Wsbtv Fish And Game Report
Greensboro sit-in (1960) | History, Summary, Impact, & Facts
Intel K vs KF vs F CPUs: What's the Difference?
Craigslist Northern Minnesota
Encore Atlanta Cheer Competition
Vadoc Gtlvisitme App
Calvin Coolidge: Life in Brief | Miller Center
Ringcentral Background
Ucm Black Board
Grand Teton Pellet Stove Control Board
Urban Blight Crossword Clue
Nail Salon Open On Monday Near Me
Deleted app while troubleshooting recent outage, can I get my devices back?
Are you ready for some football?
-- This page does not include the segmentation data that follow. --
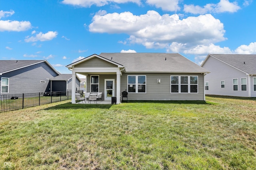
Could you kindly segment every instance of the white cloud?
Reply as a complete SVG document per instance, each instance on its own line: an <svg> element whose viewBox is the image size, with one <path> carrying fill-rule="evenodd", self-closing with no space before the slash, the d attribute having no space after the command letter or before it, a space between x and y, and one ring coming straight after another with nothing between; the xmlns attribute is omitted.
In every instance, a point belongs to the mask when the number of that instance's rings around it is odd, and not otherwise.
<svg viewBox="0 0 256 170"><path fill-rule="evenodd" d="M64 4L75 6L90 7L93 5L102 6L111 3L122 4L129 2L140 4L140 0L64 0L62 2Z"/></svg>
<svg viewBox="0 0 256 170"><path fill-rule="evenodd" d="M236 49L235 52L240 54L256 54L256 42L251 43L248 45L240 45Z"/></svg>
<svg viewBox="0 0 256 170"><path fill-rule="evenodd" d="M178 6L180 0L147 0L146 2L150 5L154 5L163 10L168 11L177 11L180 9Z"/></svg>
<svg viewBox="0 0 256 170"><path fill-rule="evenodd" d="M223 24L211 14L182 20L177 14L161 16L154 11L140 16L130 12L96 15L89 28L93 32L127 33L130 43L147 48L169 48L174 43L191 48L226 39Z"/></svg>
<svg viewBox="0 0 256 170"><path fill-rule="evenodd" d="M52 66L54 67L62 67L63 65L60 64L52 64Z"/></svg>
<svg viewBox="0 0 256 170"><path fill-rule="evenodd" d="M218 4L207 4L203 7L193 4L184 5L184 11L194 14L208 13L235 12L241 9L236 1L230 2L228 0L220 0Z"/></svg>
<svg viewBox="0 0 256 170"><path fill-rule="evenodd" d="M76 59L73 60L73 61L72 61L72 63L75 63L75 62L79 61L79 60L82 60L82 59L84 59L84 57L80 56L78 58L77 58Z"/></svg>
<svg viewBox="0 0 256 170"><path fill-rule="evenodd" d="M44 57L44 59L45 59L46 60L48 60L48 59L51 59L52 58L53 58L54 57L54 56L50 54L46 57Z"/></svg>
<svg viewBox="0 0 256 170"><path fill-rule="evenodd" d="M7 47L6 47L5 48L7 49L8 50L11 50L12 49L12 48L10 48L10 47L8 47L8 46Z"/></svg>
<svg viewBox="0 0 256 170"><path fill-rule="evenodd" d="M31 27L29 21L0 20L0 31L22 31Z"/></svg>
<svg viewBox="0 0 256 170"><path fill-rule="evenodd" d="M0 11L0 19L3 17L8 17L13 15L15 12L13 10L10 10L10 11L4 11L2 10Z"/></svg>
<svg viewBox="0 0 256 170"><path fill-rule="evenodd" d="M34 34L34 33L33 33ZM57 37L58 32L56 31L48 31L47 33L43 34L40 32L36 35L36 36L27 36L25 39L25 41L27 43L30 42L35 42L38 41L45 41L51 40Z"/></svg>
<svg viewBox="0 0 256 170"><path fill-rule="evenodd" d="M137 53L135 50L122 50L120 53Z"/></svg>

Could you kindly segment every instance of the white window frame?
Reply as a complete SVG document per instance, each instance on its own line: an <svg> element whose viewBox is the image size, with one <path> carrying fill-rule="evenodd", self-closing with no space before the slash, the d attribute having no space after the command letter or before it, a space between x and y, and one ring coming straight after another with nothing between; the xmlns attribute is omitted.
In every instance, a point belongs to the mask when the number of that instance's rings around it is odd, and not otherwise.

Zag Alum Justin Lange Forges Career in NFL
Chuze Fitness La Verne Reviews
Philadelphia Inquirer Obituaries This Week
WorldAccount | Data Protection
Fetus Munchers 1 & 2
Vons Credit Union Routing Number
At Home Hourly Pay
814-747-6702
National Weather Service Richmond Va
Greg Steube Height
Victoria Vesce Playboy
Willkommen an der Uni Würzburg | WueStart
Conan Exiles Colored Crystal
Used Sawmill For Sale - Craigslist Near Tennessee
Madden 23 Can't Hire Offensive Coordinator
antelope valley for sale "lancaster ca" - craigslist
Laurel Hubbard’s Olympic dream dies under the world’s gaze
Latest Posts
Article information

Author: Tish Haag

Last Updated:

Views: 5693

Rating: 4.7 / 5 (67 voted)

Reviews: 90% of readers found this page helpful

Author information

Name: Tish Haag

Birthday: 1999-11-18

Address: 30256 Tara Expressway, Kutchburgh, VT 92892-0078

Phone: +4215847628708

Job: Internal Consulting Engineer

Hobby: Roller skating, Roller skating, Kayaking, Flying, Graffiti, Ghost hunting, scrapbook

Introduction: My name is Tish Haag, I am a excited, delightful, curious, beautiful, agreeable, enchanting, fancy person who loves writing and wants to share my knowledge and understanding with you.